I can’t get a further address on that site without paying, which I’m prepared to do if it comes to it, unemployment be damned, but on the next search page I find a small news article about a Lothian Arts Festival. It mentions some local shops that were set up by grant initiatives and that have stalls at the festival. One is calledCandlewick, and the owner is mentioned – Ailsa Hoyle. Candlewick has a website and a Facebook page. I’ve found her. At least I hope it’s her. I stare at the phone number that almost throbs its presence through the screen. I have to call it. But what will I say? How do I even go about starting this conversation without looking like a crazy person? I need to lie, I know that, but what lie to tell?

I look at the old notebook and it comes to me. Westlands. That’s how I’ll ask her. I use the landline to block the caller ID, but still I pace the room for a few minutes, sucking on my e-cig, before I brave pressing the dial button.Okay, I think eventually, my whole body tingling hot.Just do it. Call. She’s probably not even there.

She is there. My heart leaps to my mouth as the shop assistant calls her to the phone.

‘This is Ailsa, how can I help?’ Her accent is strong. I can imagine that voice, unleashed from the telephone middle-class politeness, screaming at Rob.
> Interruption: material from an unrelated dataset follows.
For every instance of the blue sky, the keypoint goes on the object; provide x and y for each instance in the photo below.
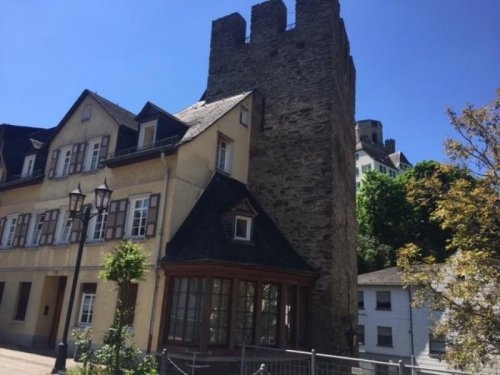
(413, 58)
‘Hello,’ I say, deepening my own voice and smoothing it, just as I’d do when taking calls at the clinic. ‘I’m sorry to bother you at work, but I wondered if I could have a few moments of your time. I’m writing a paper on the effectiveness of the Westlands Clinic,’ I suddenly realise I have no idea where the clinic was or any of the doctors’ names, and that I’m woefully underprepared to carry this deception through if she starts to question me, ‘and I believe your brother was there for a time. Robert Dominic Hoyle? I’ve been trying to locate him, but he’s not appearing on any records anywhere. I wondered if perhaps you had a contact number for him, or could pass mine on.’

‘Westlands?’ she barks out a laugh. ‘Aye, I remember it. Complete waste of time. Robbie was back on the gear within days of getting out of there. Then he stole money from my purse and fucked off in the night. Sorry about the language.’ She pauses, perhaps lost in angry memories of her own. ‘But I cannae help you, I’m afraid. I never heard from him again. He’s probably dead or close to it in an alleyway somewhere.’
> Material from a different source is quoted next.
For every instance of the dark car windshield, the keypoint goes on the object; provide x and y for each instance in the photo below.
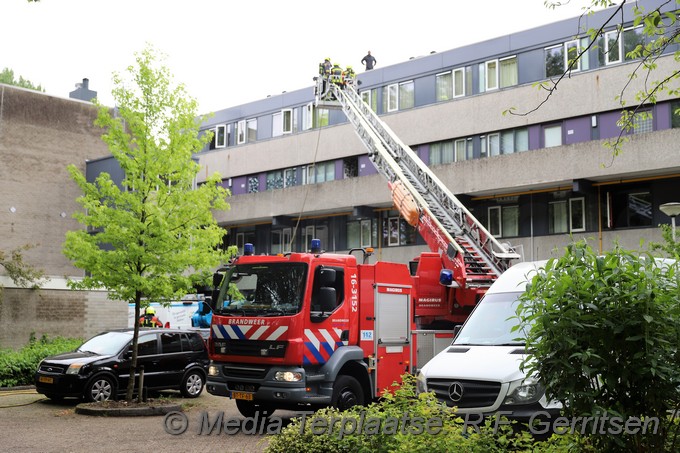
(108, 343)
(265, 289)
(491, 322)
‘I’m sorry to hear that.’ My heart is in my mouth.

‘Don’t be,’ she says. ‘It was a long time ago. And he was a wee shite, he really was. You can’t cure them all.’

I apologise for disturbing her day, and mutter a polite goodbye, but she’s already hung up. I throw away my cold coffee and make a new one, just for the sake of doing something as it all sinks in. It’s actually possible. What Adele suspects could well be true. I’m only just beginning to see that. For all my questions I was pretty certain, deep down, that Rob must be still alive. These things don’t happen in real life. Murder. Hidden bodies. Only on the news and in films and books. Not in my mundane, dull existence. I ignore the coffee and find a forgotten bottle of gin left over from Christmas at the back of the cupboard. I’ve got no tonic, but I add diet Coke to a generous measure and take a long swallow to calm down before grabbing some of Adam’s drawing paper and getting a pen. I need to think this through. I start with a list.